Veterans mark 15 years since end of Iraq war
BBCSoldiers who served in Iraq have been reflecting on the conflict - 15 years on from the end of the war.
On Friday, the Royal British Legion will mark the anniversary of the end of combat operations with a commemoration at the National Memorial Arboretum in Staffordshire.
Soldiers from across north-east England will attend the service, including Dominic Conway, a Royal Marine from North Tyneside, and Rikki Drury, a veteran from Redcar.
Drury was 18 when he was sent to Iraq and said being plunged into an insurgency, rather than a conventional war, came as a shock.
"We didn't have the armoured vehicles, we were driving around with no armour," he said.
"When you're fighting an insurgency, anyone is your enemy.
"The hardest war to fight is one where someone is not in a uniform. We weren't expecting that kind of warfare."

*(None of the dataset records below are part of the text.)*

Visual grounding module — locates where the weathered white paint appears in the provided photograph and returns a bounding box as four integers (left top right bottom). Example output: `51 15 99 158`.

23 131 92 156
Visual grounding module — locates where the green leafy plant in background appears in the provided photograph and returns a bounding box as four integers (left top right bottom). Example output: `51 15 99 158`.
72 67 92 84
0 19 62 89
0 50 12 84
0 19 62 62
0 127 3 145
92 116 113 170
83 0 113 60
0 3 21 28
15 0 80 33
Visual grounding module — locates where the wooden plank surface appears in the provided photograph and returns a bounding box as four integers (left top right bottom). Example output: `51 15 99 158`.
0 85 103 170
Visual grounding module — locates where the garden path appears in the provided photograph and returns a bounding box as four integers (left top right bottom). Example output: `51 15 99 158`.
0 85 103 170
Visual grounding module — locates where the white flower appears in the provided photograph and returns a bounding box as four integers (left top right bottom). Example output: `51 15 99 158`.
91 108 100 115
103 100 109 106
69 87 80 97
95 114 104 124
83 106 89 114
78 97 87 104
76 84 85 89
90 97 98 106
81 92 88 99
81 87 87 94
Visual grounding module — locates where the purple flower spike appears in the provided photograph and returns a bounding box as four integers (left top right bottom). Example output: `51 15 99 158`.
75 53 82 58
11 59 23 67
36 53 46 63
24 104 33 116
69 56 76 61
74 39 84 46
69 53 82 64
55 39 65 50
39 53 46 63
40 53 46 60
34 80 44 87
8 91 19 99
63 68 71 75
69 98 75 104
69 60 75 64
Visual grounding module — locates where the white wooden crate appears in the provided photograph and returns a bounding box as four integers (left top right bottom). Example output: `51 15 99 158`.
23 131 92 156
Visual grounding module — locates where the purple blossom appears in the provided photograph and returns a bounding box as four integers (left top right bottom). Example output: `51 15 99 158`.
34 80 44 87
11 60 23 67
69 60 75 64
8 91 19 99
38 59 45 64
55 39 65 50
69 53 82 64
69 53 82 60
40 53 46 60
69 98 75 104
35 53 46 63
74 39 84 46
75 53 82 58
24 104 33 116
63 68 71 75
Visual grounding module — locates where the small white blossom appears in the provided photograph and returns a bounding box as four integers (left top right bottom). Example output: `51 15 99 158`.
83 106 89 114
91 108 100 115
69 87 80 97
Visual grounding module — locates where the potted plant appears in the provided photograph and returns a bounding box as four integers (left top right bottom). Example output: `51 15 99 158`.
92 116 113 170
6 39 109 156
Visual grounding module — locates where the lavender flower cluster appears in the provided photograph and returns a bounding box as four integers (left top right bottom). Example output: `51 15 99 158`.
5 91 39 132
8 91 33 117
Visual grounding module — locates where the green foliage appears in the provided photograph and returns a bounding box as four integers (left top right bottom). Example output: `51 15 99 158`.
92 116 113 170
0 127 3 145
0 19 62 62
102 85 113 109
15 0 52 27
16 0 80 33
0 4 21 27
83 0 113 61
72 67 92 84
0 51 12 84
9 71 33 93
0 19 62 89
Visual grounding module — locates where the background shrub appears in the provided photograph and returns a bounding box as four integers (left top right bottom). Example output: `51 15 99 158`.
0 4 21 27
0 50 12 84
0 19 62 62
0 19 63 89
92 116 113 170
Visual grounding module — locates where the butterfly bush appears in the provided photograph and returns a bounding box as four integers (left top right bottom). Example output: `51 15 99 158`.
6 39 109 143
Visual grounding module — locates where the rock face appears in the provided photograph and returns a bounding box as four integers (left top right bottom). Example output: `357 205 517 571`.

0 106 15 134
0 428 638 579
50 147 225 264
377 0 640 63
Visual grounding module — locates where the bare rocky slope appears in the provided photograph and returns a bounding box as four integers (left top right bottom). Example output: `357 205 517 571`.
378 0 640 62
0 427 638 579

The United States had claimed Iraq had weapons of mass destruction - though none were ever found - before the invasion led to the toppling of Saddam Hussein's regime.
Drury, who suffers from post-traumatic stress disorder, now helps other veterans through the group Healthier Heroes in East Cleveland.
"It's heartbreaking to think I'm suffering with my mental health for the rest of my life for a war that achieved nothing in my eyes," he said.
"Others have lost their lives for weapons of mass destruction that were never found."
Conway, from Whitley Bay, was one on the first troops to enter Iraq and said at the start of the conflict allied forces did not meet stiff opposition.
"Resistance was there but it wasn't particularly heavy," he said.
"It seemed the job was done, the insurgency that followed and all the years it carried on for, I don't think that was really anticipated.
"We were there to do the initial assault and, as Marines, that's our job. We come across the horizon, we do the job and hand over to the big army."
Conway has a nuanced view of the decision to go to war.
"Do I think the sacrifice was worth it? Yes, I probably do in terms of we were there to protect people who couldn't protect themselves," he said.
"Saddam did some really nasty things to the Kurds and his own people and so in that respect we did go for the right reasons.
"Politically, it wasn't particularly for the reasons we were told at the time."